Home > Other > A Very Big Bang > Page 9
A Very Big Bang Page 9

by Philip McCutchan


  Such mutinous thoughts passed through Shard’s mind as he listened, in Hesseltine’s office not long after Hedge had seethed away from St. James’s Park, to the words of wisdom coming from various pundits. He caught Hesseltine’s eye as an elderly Defence Ministry official laid down military law: Hesseltine was looking glazed and, at an appropriate moment, butted in.

  “Gentlemen, I must remind you — time is short. We have four days’ maximum if the time table is kept to. I have the feeling that some of us don’t quite believe the facts. Am I right?”

  There was a shuffle of feet, a murmur of voices, some modulated laughter.

  “Well, gentlemen?” Hesseltine, eagle-eyed copper, stared round the faces with rising impatient truculence. “Will you allow me to suggest you cut the cackle and come to something like a decision, or will you give me carte blanche?”

  Gasps: the gentlemen showed indignation. A voice or two — Defence Ministry, supported by Home Office — murmured that the whole thing was fantasy, that it strained belief, that the precautions currently being taken were more than enough, that the public would become alarmed, that indeed there might be a panic reaction if anything more obvious was done.
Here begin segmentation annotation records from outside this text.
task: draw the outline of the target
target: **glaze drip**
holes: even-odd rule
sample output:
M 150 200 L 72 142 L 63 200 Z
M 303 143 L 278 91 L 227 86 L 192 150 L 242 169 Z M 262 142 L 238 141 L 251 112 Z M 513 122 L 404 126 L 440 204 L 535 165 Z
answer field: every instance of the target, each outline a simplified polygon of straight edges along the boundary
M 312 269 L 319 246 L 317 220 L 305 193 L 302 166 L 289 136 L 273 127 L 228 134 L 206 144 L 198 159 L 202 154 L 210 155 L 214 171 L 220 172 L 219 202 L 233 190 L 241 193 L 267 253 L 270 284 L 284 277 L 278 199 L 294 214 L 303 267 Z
  Hesseltine, loudly, said. “That’s nonsense. The situation is dangerous in the extreme. Do you not realise?” He thumped the table, glasses of water trembled alongside virgin blotters and sheets of note-taking A4. “London is faced with the worst threat yet, the threat of a nuclear underground explosion!” Hesseltine simmered, reading the expressions turned towards him: aggrievement, dudgeon, offended dignity. High civil officials didn’t take a cry of nonsense from men who had spent a large proportion of their working lives in a blue uniform: Hesseltine was being unseemly. Almost his sole support came from London Transport.

  London Transport came in as crisp as one of its own trains crescendoing into Piccadilly: “Mr Hesseltine’s right. We’ve had the starters, some big, some small. Remember the Old Bailey explosion. Remember the railway stations, remember all those filthy pub bombings. Remember the army coach in Yorkshire, the bomb attacks on military establishments, the Tower, the government offices in Balham. All right — that was all the IRA, and this isn’t! Now we’re being hit by the other mob. The point is, these things happen, although none of us believed they ever could or would — not in England. England’s changing. Only fools won’t face the fact!”

  “Well, really —”

  “Let me tell you something, gentlemen: we in London Transport have always feared something like this. We’re wide open to it, and the only wonder is that it hasn’t happened long ago. I beg of you to use your imaginations: rivers of blood just won’t be in the race! I don’t know, I can’t suggest, how we combat this. It’s not my job to instruct the police — and God knows, they’re faced with a big enough task. All we in London Transport can do is to keep up our own security at its top pitch, and co-operate with any extra security the police suggest. But I say again, you must all take the threat very seriously.”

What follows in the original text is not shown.